Temelli: "Her türlü siyasal hokkabazlığın sergilendiği süreci yaşıyoruz"
Temelli, Cumhurbaşkanlığı ve sisteminin meşruiyetinin tartışılması için gerekli dayanakların mevcut olduğunu kaydetti.
HDP eski Eş Başkanı Temelli, Türkiye'de topluma karşı her türlü siyasal hokkabazlıkla hukuk dışılığın sergilendiği bir süreci yaşandığını ifade etti.

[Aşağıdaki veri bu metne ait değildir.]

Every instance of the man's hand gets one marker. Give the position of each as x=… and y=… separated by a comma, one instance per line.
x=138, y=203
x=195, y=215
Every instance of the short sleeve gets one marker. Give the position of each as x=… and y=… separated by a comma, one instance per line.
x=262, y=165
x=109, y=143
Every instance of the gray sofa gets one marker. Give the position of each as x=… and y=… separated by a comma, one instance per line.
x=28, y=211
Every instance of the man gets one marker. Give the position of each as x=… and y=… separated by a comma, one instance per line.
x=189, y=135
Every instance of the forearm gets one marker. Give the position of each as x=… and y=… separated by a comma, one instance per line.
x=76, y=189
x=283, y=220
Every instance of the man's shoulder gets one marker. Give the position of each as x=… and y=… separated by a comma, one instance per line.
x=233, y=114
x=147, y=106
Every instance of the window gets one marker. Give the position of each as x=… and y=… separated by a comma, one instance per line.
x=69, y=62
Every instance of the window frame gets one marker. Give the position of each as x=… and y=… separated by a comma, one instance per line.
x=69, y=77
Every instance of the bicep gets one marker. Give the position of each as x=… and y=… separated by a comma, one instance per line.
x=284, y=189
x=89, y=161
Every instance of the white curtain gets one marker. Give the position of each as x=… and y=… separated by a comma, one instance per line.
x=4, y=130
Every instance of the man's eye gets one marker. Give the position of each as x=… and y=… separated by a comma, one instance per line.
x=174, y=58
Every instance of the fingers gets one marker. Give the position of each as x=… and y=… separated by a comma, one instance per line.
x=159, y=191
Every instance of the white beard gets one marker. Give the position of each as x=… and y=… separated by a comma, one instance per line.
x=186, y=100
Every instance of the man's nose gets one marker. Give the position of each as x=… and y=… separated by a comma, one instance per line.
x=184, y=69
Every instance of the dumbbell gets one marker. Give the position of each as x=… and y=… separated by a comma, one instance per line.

Temelli, Cumhurbaşkanlığı ve sisteminin meşruiyetinin tartışılması için gerekli dayanakların mevcut olduğunu kaydetti.
HDP Van Milletvekili Sezai Temelli, Türkiye’de topluma karşı her türlü siyasal hokkabazlıkla hukuk dışılığın sergilendiği bir süreci yaşandığını ifade etti.
Temelli, Twitter hesabından yaptığı açıklamada, bir anayasanızın olması sizin anayasal bir devlete sahip olduğunuz anlamına gelmeyeceğini belirterek, “AİHM Demirtaş kararı bizi bağlamaz diyen zihniyet aslında hukuka egemen kılınmış bir zorbalığı bir kez daha ifşa etti “dedi.
Temelli, ekonomik ve siyasal krizin birlikte hareket ettiği dönemlerde ulus devletin otoriterleşme eğilimi hızla yükseleceğine işaret ederek, “Otoriterleşmeyle birlikte anayasal devlet egemen ilişkiler ve sermaye sınıfı adına siyasal kabuğunu hızla üstünden atarak ‘anayasalı devlet’ formuna bürünür.” değerlendirmesinde bulundu.
“Olağanüstü hâli sürekli kılan düzenlemelerin anayasallığı, devletin anayasalı ama toplumsal mutabakattan yoksun olduğunu bize gösteriyor.”diyen Temelli, açıklamasına şöyle devam etti: “Partili Cumhurbaşkanı ile örtülü kuvvetler birliğinin açık bir form haline gelmesi, tüm insan hakları ihlallerini güvenlik anlayışıyla olağanüstü yasalara tabi kılınması, sermaye birikiminin savaş ekonomisi ve ranta dayalı bir iktisadi düzenle sürdürülmesi olanaklı hale gelmiştir.”
İktidarın otoriter devletçiliğin sınırlarını genişletmeye devam ettiğini vurgulayan Temelli, paylaşımında şu ifadelere yer verdi: “Topluma karşı her türlü siyasal hokkabazlıkla hukuk dışılığın sergilendiği bir süreci yaşıyoruz. Çöktürme planının hukuk düzlemine yansıması istisna halini süreklileştirmiş, tecrit başta olmak üzere iktidarın muhalefete müdahalesinin en etkin aracı yargı olmuştur.
Önce yasaları, sonra anayasayı ve nihayetinde son #Demirtaş Kararı ile Avrupa İnsan Hakları Mahkemesi kararlarını da tanımayacak bir noktaya gelen iktidar, otoriter devletçiliğin sınırlarını genişletmeye devam ediyor.”